Les pays du Franc sont encore loin de la réforme du Franc Cfa, pourtant annoncée en 2019 avec la fermeture des comptes d’opérations auprès du Trésor public français. L’économiste Ndongo Samba Sylla soutient que la tutelle de Paris prévaut toujours sur la monnaie.
La Réforme historique du Fcfa, mettant fin à des décennies de domination française n’a pas été effective quand elle a été annoncée en 2019. Dans un entretien avec « le media », le spécialiste de la Françafrique estime que la fermeture des comptes d’opérations auprès du Trésor public français n’est qu’une mascarade. « Dans les faits, une bonne partie de ces réserves n’a jamais quitté les caisses de Paris », assène-t-il, dénonçant le manque de transparence criant.
Ce n’est pas tout, l’économiste qualifie la réforme de simple « opération de communication ». La domination monétaire de la France sur le franc cfa devrait prendre fin avec le remplacement de cette monnaie par l’Eco. Une promesse qui s’est enrayée face aux réticences de pays non-francophones comme le Nigeria.
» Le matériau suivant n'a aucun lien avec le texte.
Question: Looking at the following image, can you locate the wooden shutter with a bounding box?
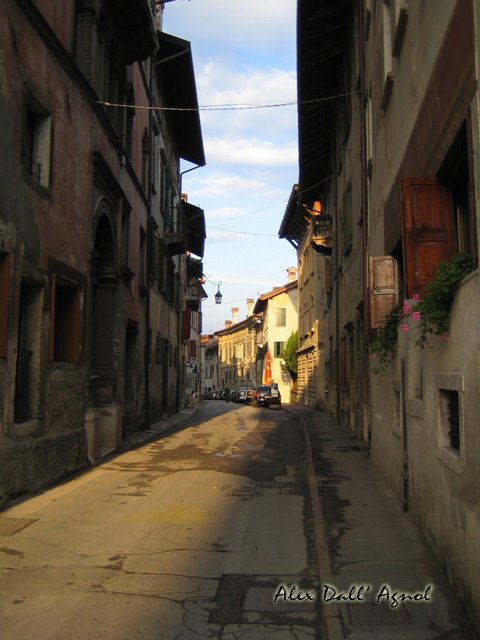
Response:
[190,339,197,358]
[0,253,10,357]
[369,256,399,329]
[401,178,455,297]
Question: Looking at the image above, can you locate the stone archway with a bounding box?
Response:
[87,209,121,460]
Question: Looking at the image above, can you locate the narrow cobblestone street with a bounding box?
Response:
[0,402,476,639]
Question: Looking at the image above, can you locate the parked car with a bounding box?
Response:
[238,386,253,403]
[252,384,281,408]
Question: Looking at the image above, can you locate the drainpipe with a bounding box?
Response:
[333,132,341,424]
[359,0,370,440]
[144,57,154,429]
[401,358,409,512]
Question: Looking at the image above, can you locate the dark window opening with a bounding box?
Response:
[21,96,52,189]
[437,121,476,260]
[15,283,43,422]
[51,279,81,364]
[141,128,149,194]
[274,341,285,358]
[125,85,135,159]
[440,388,460,451]
[0,253,10,358]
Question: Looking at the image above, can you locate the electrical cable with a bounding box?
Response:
[97,90,359,113]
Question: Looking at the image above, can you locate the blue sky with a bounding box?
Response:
[163,0,298,333]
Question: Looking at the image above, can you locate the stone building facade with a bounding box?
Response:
[216,315,259,390]
[281,0,480,631]
[0,0,205,504]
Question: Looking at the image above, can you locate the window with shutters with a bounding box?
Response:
[274,341,285,358]
[0,253,10,358]
[276,307,286,326]
[401,121,476,298]
[401,178,455,298]
[369,256,400,329]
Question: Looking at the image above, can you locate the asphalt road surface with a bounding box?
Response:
[0,401,324,640]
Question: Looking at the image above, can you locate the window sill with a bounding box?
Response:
[437,446,465,474]
[22,169,53,201]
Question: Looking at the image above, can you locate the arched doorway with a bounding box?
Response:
[89,208,121,457]
[91,213,117,373]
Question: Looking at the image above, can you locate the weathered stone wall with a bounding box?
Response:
[0,428,87,503]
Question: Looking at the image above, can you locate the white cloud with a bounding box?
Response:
[205,137,297,167]
[205,230,250,243]
[163,0,296,55]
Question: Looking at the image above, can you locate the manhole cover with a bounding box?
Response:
[244,587,316,613]
[0,517,38,536]
[348,603,410,625]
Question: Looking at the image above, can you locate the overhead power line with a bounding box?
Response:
[97,90,359,113]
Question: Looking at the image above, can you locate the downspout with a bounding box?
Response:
[401,357,409,512]
[359,0,370,442]
[334,139,341,423]
[144,57,154,428]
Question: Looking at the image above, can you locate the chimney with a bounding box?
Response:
[246,298,254,316]
[231,307,239,325]
[225,320,232,329]
[287,266,298,283]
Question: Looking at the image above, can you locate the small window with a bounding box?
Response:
[274,341,285,358]
[141,128,149,194]
[439,389,460,451]
[139,228,146,287]
[120,204,131,268]
[22,94,52,189]
[125,84,135,159]
[436,373,465,473]
[276,307,286,326]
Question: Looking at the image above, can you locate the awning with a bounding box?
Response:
[155,32,205,166]
[278,183,309,244]
[183,202,206,258]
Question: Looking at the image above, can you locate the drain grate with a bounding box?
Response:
[348,603,410,625]
[0,517,38,536]
[244,586,316,613]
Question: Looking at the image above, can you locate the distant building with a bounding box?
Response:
[216,302,261,389]
[253,274,298,402]
[200,334,219,395]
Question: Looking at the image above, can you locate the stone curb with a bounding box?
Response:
[284,405,345,640]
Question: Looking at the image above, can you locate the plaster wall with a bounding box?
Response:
[265,287,298,402]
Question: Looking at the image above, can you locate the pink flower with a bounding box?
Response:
[400,324,409,333]
[369,352,377,360]
[412,293,421,302]
[440,333,449,341]
[403,302,412,315]
[412,311,421,320]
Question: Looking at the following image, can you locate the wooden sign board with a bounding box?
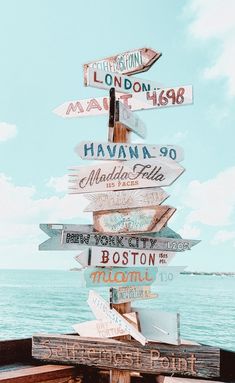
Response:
[68,158,185,194]
[39,223,200,252]
[133,308,180,345]
[53,85,193,119]
[83,266,185,288]
[93,205,176,234]
[83,47,162,77]
[75,247,176,268]
[76,141,184,162]
[115,100,146,138]
[73,312,138,339]
[87,290,146,345]
[86,68,162,94]
[111,286,157,304]
[84,188,169,212]
[32,334,223,379]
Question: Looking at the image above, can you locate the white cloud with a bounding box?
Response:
[182,166,235,226]
[0,122,17,142]
[46,175,68,193]
[186,0,235,96]
[212,230,235,245]
[179,224,201,239]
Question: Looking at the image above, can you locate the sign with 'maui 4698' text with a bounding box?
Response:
[69,158,185,194]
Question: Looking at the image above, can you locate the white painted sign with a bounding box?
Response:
[86,68,162,94]
[115,101,146,138]
[73,312,138,338]
[75,247,176,268]
[111,286,157,304]
[53,85,193,118]
[69,158,185,194]
[76,142,184,162]
[84,188,169,212]
[87,290,147,345]
[83,47,161,76]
Pour Ndongo Samba Sylla, le statu quo perdure tant que la France conserve un rôle de « garant » sur la nouvelle monnaie ouest-africaine, avec une parité fixe inchangée face à l’euro. « C’est toujours la tutelle de Paris qui prévaut », tranche-t-il.
La jeunesse africaine face au Fcfa
Ces faux-semblants peinent à convaincre une partie de la jeunesse africaine, qui voit dans le « nouveau » CFA un symbole néocolonial à abattre. Une fronde s’organise d’ailleurs au Sénégal, au Mali, au Burkina Faso et au Niger pour l’avènement de véritables monnaies nationales ou régionales affranchies de l’influence française.
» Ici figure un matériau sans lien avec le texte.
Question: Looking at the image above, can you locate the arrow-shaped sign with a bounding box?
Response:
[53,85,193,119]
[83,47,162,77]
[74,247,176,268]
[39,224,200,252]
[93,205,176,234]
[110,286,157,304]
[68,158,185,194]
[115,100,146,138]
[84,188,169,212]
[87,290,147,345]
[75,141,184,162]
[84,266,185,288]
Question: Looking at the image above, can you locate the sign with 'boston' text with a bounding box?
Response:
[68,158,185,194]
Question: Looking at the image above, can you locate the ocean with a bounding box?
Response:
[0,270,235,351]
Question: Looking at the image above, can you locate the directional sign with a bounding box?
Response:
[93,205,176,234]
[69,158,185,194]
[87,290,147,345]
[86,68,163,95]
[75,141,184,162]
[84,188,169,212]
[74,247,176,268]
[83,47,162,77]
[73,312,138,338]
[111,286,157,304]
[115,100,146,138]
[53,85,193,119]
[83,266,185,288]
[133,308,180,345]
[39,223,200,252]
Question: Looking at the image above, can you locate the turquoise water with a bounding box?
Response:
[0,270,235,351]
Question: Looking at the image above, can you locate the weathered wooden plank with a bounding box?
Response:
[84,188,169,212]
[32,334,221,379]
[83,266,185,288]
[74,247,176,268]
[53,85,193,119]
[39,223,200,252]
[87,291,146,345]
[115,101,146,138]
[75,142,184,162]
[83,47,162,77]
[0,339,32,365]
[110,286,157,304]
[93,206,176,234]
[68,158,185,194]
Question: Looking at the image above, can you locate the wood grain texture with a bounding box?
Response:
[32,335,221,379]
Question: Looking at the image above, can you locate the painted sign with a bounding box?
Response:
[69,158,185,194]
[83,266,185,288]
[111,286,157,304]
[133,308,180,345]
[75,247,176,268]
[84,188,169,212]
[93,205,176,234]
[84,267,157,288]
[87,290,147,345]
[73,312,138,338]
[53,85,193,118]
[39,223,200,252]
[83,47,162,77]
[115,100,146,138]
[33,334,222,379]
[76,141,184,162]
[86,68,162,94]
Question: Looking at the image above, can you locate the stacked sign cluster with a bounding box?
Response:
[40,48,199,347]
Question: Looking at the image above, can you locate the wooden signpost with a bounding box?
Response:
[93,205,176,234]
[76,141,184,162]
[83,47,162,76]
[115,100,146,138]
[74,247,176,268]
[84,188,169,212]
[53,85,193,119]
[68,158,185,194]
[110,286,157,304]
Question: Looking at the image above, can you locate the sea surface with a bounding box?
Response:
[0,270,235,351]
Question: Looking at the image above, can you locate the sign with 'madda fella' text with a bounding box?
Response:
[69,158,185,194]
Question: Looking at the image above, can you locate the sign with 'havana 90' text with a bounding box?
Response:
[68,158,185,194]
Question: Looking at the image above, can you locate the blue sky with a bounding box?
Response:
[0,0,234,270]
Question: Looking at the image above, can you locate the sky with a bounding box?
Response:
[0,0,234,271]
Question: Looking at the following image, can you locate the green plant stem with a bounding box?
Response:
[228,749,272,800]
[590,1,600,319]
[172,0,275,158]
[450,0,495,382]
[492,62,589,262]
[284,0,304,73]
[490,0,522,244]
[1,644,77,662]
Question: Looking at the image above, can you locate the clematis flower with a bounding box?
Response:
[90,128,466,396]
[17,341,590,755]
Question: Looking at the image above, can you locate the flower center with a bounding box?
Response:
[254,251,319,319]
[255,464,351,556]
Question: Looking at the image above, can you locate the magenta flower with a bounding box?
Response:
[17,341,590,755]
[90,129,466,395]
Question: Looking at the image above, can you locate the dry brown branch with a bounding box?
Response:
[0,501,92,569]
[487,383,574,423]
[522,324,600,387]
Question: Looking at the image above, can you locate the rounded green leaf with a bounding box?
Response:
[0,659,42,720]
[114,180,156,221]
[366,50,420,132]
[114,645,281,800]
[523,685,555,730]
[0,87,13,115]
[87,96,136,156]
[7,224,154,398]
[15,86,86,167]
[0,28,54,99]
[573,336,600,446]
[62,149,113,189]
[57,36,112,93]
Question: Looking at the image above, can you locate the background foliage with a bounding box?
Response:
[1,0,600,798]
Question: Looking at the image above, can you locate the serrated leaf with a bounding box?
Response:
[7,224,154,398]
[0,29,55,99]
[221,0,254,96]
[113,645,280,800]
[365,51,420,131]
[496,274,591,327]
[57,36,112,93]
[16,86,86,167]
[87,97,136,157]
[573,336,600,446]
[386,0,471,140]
Face à ces vents de révolte monétaire, Sylla met en garde : « La France n’a économiquement rien à perdre à maintenir le système actuel ». Et d’appeler les dirigeants africains à concevoir dès à présent des modèles économiques souverains, seule condition pour qu’une future réforme monétaire ait un sens.
Le régime du Président Bassirou Diomaye Faye prend très au la question de la monnaie inscrite comme l’une des réformes majeures dans le volet économie de son programme avec la création d’une monnaie locale si une dynamique communautaire ne venait pas à être impulsée.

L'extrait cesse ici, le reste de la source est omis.